Figure 4.

(A) Confocal images of cAMP (green) and Shh reporter (magenta) signals in control fish and double mutants forgpr161a (st129 allele) and MZgpr161b (st128 allele). MZ = maternal zygotic. Control fish include gpr161a^st129/+, gpr161b^128/+ and gpr161a^st129/129, gpr161b^128/+. (B) Graphs show GFP fluorescence intensity measured in the somite area corresponding to the muscle pioneers in Tg(gli:mCherry-NLS); Tg(ubi:DDcAMP) (control) and in Tg(gli:mCherry-NLS); Tg(ubi:DDcAMP); gpr161a^st129/129; MZgpr161b^128/128 (gpr161 mut) embryos.
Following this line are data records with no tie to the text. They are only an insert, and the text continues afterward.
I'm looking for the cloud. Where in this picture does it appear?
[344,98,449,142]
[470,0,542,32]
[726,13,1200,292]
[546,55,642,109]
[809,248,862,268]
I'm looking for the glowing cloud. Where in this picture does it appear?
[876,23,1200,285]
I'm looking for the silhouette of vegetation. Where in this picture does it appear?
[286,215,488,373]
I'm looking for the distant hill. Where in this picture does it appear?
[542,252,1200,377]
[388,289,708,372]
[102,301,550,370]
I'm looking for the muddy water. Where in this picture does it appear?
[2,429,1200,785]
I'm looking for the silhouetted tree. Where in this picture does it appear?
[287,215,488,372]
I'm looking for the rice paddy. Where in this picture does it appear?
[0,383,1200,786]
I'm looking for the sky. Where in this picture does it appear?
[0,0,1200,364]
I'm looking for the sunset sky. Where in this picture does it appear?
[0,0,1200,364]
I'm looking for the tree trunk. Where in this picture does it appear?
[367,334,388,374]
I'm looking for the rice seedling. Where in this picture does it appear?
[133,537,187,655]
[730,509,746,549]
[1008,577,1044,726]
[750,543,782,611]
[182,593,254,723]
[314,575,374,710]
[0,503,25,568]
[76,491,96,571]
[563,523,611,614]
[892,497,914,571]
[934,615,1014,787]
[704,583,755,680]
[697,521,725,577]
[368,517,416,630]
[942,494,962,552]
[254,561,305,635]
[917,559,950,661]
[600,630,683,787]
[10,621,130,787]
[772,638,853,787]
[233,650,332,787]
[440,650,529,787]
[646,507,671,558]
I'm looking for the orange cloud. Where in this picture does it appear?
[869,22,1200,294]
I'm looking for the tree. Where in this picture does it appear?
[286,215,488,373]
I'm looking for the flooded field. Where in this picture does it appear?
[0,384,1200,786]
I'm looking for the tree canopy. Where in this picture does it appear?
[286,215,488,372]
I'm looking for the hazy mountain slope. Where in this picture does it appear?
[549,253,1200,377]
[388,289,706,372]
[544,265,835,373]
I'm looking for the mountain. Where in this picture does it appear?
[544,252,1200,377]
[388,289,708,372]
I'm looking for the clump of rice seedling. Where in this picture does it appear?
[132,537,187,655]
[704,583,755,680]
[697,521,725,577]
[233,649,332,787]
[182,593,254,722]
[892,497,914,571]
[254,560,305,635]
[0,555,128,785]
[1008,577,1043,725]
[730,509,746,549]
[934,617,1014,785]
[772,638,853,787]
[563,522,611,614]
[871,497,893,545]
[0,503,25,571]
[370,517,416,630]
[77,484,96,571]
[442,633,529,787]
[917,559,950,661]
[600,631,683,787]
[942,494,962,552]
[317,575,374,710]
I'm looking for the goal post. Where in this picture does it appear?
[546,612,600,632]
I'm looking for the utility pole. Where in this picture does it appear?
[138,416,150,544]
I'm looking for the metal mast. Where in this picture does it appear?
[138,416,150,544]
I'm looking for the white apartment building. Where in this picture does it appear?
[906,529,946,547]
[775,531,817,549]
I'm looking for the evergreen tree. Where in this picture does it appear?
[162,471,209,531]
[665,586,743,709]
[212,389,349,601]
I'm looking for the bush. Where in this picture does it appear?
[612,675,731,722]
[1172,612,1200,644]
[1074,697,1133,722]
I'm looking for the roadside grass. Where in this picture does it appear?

Error bars indicate SD: ****p < 0,0001 by t-test. (C) Mean of the pixel values in each image acquired in panel A plotted as a function of their frequency. gpr161 double mutant fish display darker values compared to the controls. n = 4–5 animals per genotype. (D) Magnification of somites from 24 hpf Tg(gli:mCherry-NLS) control and Tg(gli:mCherry-NLS); gpr161a^st129/129; MZgpr161b^128/128 embryos injected at one-cell stage with Arl13b-DDcAMP (cyan) and Arl13b-mApple (red cilia). (E) Ratio of ciliary GFP/ciliary mAPPLE in over 20 cilia per animal in Tg(gli:mCherry-NLS) (control) and Tg(gli:mCherry-NLS); gpr161a^st129/129; MZgpr161b^128/128 (gpr161 mut) embryos.